As we chat, Janya brings out a plastic box full of lacework. “These are practice pieces,” she tells me. “They aren’t perfect.” I find that hard to believe, gazing at the cellophane sleeves of intricate silk designs – intricate leaves and petals woven into a circular collar, flowers, butterflies, a cat, a snake – each gossamer thin, bone white, plaited into loops no bigger than the tip of a needle.
“Lacemaking is a
problem, but it’s a
problem that can
be solved.”
“Oh, I forgot to tell you about the fan stick,” Janya tells me, reaching for her iPad and scrolling through the digital photo library. “Lots of fans have sticks made of mother-of-pearl, but because this fan was so delicate, it was not possible to make it thin enough. So we thought of bone, but the only bones you can really find in Thailand are elephant, and we didn’t want that. So then a friend from Maine offered me some moose bones! But for some reason they were buried underground and she couldn’t dig them up until spring.” I raise my eyebrows and she shrugs and continues. “Silver wouldn’t work because it changes colour, and would turn the silk black. So the only thing left was gold.”

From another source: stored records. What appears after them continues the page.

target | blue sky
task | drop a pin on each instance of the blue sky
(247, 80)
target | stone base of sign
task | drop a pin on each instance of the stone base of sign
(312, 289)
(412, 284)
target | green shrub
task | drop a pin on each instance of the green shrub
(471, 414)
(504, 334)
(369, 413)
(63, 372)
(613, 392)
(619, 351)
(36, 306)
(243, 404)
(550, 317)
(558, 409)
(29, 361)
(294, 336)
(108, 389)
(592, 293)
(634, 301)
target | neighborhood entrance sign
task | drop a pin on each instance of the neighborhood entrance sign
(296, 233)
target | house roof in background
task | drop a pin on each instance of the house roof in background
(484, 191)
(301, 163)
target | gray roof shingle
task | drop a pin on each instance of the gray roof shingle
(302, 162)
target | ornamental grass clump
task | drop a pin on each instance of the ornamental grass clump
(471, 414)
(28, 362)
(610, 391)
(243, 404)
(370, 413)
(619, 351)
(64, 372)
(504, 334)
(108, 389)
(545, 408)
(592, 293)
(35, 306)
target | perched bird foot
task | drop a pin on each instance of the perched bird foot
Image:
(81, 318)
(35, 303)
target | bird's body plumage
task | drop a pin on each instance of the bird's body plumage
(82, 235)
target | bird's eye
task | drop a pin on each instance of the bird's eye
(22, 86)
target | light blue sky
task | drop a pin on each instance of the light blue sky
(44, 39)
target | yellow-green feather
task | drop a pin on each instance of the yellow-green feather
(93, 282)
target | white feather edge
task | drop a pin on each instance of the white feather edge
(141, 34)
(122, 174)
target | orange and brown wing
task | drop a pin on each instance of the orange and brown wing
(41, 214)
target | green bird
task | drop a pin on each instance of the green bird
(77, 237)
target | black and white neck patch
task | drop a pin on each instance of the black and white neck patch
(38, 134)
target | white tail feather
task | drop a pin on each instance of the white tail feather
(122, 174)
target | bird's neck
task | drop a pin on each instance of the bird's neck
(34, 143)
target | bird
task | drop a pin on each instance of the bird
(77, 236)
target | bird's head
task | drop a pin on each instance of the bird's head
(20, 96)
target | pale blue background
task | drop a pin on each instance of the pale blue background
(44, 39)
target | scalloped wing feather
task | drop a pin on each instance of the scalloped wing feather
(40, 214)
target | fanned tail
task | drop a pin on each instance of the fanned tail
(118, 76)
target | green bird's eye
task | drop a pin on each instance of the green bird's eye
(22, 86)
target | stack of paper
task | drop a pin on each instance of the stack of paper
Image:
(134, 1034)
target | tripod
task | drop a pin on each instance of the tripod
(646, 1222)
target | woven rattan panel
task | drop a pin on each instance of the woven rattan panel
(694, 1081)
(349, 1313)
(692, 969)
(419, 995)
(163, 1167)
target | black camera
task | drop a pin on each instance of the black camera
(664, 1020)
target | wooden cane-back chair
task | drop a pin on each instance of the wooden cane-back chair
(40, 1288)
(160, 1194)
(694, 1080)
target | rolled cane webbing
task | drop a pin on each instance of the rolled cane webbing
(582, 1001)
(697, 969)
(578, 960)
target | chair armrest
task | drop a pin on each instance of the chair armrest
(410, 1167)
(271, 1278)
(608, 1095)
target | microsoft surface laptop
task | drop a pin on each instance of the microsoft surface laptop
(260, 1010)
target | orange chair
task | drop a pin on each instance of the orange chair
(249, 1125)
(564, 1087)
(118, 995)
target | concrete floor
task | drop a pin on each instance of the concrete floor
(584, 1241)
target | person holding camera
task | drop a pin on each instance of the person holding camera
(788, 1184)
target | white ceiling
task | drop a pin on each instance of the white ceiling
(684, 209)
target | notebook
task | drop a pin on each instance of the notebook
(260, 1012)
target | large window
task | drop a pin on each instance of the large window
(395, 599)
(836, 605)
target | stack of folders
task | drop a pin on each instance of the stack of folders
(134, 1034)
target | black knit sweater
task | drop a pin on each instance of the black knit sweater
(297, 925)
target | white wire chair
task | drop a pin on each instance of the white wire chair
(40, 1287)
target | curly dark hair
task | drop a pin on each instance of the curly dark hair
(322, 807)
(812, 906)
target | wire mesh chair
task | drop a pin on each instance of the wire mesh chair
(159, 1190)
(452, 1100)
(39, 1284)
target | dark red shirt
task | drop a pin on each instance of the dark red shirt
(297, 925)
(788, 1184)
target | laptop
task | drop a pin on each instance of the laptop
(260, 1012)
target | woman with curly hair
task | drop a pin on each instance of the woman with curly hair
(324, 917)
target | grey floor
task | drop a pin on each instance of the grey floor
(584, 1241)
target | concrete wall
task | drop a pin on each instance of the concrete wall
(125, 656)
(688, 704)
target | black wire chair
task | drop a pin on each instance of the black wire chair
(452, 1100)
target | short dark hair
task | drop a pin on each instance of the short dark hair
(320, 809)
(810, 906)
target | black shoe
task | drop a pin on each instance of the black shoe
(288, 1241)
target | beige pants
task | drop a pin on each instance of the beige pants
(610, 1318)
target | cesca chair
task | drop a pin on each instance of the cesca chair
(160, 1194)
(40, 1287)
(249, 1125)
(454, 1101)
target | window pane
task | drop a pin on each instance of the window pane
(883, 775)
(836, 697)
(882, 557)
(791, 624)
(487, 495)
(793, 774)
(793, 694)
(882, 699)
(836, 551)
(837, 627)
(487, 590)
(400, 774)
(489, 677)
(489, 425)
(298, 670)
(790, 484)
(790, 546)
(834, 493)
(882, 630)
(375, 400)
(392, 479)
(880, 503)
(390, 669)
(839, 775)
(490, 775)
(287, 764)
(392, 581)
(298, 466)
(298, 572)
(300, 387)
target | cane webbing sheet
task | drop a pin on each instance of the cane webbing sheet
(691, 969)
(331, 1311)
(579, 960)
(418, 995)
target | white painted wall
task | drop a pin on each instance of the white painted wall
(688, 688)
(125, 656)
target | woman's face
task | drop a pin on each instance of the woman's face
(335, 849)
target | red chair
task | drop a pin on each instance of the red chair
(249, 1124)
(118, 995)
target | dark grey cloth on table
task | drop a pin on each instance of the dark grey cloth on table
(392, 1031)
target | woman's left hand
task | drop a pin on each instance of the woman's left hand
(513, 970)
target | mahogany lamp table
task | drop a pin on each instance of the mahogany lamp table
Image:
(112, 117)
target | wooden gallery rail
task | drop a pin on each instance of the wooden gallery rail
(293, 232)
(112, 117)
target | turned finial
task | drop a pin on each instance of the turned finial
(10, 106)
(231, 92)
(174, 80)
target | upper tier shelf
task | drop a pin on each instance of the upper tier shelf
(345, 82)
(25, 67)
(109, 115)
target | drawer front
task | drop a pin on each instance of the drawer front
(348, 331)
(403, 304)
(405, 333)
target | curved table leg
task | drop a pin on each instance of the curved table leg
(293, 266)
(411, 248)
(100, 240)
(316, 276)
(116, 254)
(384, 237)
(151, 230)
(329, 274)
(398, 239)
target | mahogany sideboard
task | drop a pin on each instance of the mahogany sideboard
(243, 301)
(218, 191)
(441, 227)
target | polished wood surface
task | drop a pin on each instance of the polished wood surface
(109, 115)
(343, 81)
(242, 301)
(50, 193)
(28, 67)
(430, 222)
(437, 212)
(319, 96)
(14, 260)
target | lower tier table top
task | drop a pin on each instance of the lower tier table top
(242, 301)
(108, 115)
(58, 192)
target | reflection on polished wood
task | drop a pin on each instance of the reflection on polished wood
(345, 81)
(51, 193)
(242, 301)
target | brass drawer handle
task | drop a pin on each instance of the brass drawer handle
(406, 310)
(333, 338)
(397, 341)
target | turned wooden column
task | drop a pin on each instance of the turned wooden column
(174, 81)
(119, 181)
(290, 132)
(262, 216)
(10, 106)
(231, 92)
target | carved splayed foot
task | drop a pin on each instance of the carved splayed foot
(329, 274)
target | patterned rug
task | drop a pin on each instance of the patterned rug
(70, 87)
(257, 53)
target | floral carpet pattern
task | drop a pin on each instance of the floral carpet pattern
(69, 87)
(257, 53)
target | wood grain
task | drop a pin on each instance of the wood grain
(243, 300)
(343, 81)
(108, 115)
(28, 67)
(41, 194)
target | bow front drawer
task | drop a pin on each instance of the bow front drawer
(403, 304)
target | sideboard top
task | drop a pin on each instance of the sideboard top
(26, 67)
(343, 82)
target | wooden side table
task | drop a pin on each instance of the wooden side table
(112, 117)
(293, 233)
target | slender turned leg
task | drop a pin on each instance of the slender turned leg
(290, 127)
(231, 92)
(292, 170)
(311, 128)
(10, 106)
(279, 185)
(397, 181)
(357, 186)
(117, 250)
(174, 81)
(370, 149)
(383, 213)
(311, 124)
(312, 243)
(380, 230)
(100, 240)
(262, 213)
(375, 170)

Janya originally commissioned one of Bangkok’s best jewellers to make the golden fan sticks, but the final estimate had them weighing in at three or four kilos – way too heavy for a dainty silk fan. Then someone told her about a goldsmith right here in Chiang Mai who was also a jewellery designer.
“It was like finding an architect who is also an engineer!” Janya exclaims. And so, local jewelsmith Prayuth Srithong created a dainty set of 15 golden sticks, each carved into intricate patterns, inlaid with colour and engraved with the name of a different member of the fan’s creative team (and the project dates, 2000 – 2013. “But didn’t it actually finish in 2014?” I ask. “Well, yes,” Janya replies. “But that’s what’s engraved so now that’s what it is!”). The guard stick is set with emeralds, rubies and sapphires, with the owner’s initials, “ED,” spelled out in diamonds.
I ask Janya the price of this extraordinary fan, but she tells me this is the one thing Ellen forbade her to disclose. I do know that it was enough to keep Janya and her team comfortably employed for 13 years, not to mention the cost of its opulent materials.
Ellen has one of the best fan collections in America, Janya tells me, and has been collecting since she was a teen. When I ask why, Janya replies with a smile and a little shrug. “Perhaps she loves fans!”
More than anything else, Janya feels deep gratitude toward this collector of fans, who she sees as a kind of benefactor, someone who trusted her enough to wait 13 years for a dream. “When she saw the fan for the first time, she said, ‘It’s stunning, in a very good way! There’s nothing I don’t like about it,’” Janya tells me of Ellen’s reaction. The collector presented her new fan at an assemblage in America before bringing it home, where she put it on display in her bedroom so she can look at it all the time. Eventually, she will donate her fan of the century (for that is indeed what it is, she confirmed) and the rest of her collection to a museum, but Janya doesn’t know where or when.
“It’s out of my hands now,” she says, “and the biggest thing I feel is relief.”
Update: Citylife is pleased to report that Janya has been commissioned by a client to produce a beautiful new fan. We can’t wait for a glimpse of her new creation, but of course, we must.